ユーザーの氏名が「山田太郎」さんの場合、まず上の欄(お名前)に「やまだたろう」と入力して「山田太郎」と漢字変換することでしょう。
次にユーザーは、フリガナを入れるわけですが、その際に「やまだたろう」と入力して「ヤマダタロウ」と変換することになります。この「ヤマダタロウ」への変換が、意外と面倒なのです。というのも、パソコンの文字変換機能は「漢字への変換」がメインのユースケースなので、カタカナに変換する場合、変換候補の下の方まで探さなければならないことが多いからです。
加えて、感情的な「面倒くささ」を助長してしまうのが、直前の変換内容を記憶してくれるパソコンの機能です。フリガナ(カタカナ)を入れようとして「やまだたろう」を変換すると、大抵の場合、直前の入力欄で変換した「山田太郎」になります。このときユーザーは「あー、別の変換(カタカナ表記)をいちいち探さなければならない」とネガティブな感情を抱いてしまいがちです。

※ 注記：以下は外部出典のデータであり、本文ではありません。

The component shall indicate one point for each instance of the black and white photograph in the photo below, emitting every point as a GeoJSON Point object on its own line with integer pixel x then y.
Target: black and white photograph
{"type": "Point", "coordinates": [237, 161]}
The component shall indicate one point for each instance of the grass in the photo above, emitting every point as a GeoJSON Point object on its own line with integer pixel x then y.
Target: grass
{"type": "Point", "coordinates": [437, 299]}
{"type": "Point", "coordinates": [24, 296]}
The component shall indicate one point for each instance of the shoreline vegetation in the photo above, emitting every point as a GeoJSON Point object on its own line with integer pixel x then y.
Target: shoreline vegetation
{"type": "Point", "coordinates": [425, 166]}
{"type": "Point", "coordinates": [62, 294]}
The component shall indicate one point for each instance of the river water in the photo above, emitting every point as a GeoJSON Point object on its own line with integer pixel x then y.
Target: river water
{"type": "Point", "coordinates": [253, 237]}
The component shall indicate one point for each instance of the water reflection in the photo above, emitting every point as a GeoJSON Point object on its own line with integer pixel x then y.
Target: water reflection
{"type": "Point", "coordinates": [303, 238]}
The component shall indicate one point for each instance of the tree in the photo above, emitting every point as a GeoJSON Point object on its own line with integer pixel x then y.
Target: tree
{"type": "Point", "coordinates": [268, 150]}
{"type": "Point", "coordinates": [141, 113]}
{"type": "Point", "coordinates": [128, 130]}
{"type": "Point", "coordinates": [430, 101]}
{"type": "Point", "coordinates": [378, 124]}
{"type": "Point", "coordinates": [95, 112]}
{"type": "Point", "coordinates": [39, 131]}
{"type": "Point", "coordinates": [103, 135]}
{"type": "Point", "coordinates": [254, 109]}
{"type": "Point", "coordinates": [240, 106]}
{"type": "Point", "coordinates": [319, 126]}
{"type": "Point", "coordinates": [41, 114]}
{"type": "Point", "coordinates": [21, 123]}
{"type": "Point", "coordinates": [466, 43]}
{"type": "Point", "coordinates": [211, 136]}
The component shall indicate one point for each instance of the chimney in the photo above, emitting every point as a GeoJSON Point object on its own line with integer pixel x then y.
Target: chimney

このケースの最善の解決方法は、読み仮名(フリガナ)の入力を、ひらがなにしてしまうことだと思いますが、いかがでしょうか?ひらがな入力にしてしまえば、いちいち変換候補からカタカナ表記を選択する手間が省けます。サービス提供側(サイト運営側)にとっても、姓名の読み方さえわかればよいのであれば、ひらがなで十分のはずです。
フリガナのカタカナ表記は「(昔からある)紙による申込書」の名残だと思いますが、Webサイトのユーザーインターフェース設計における「安易な前例主義」の危険性(「思考停止」と言ってもよいかもしれません)を示唆してくれる、格好の例だと言えますね。このように、ちょっと考えてみればユーザビリティが劇的に改善される例が、まだまだあると思います。一般的なユーザー特性でも触れたように、ユーザーは我々が想像する以上に、めんどくさがりで根気がないことを、改めて謙虚に、肝に銘じたいものです。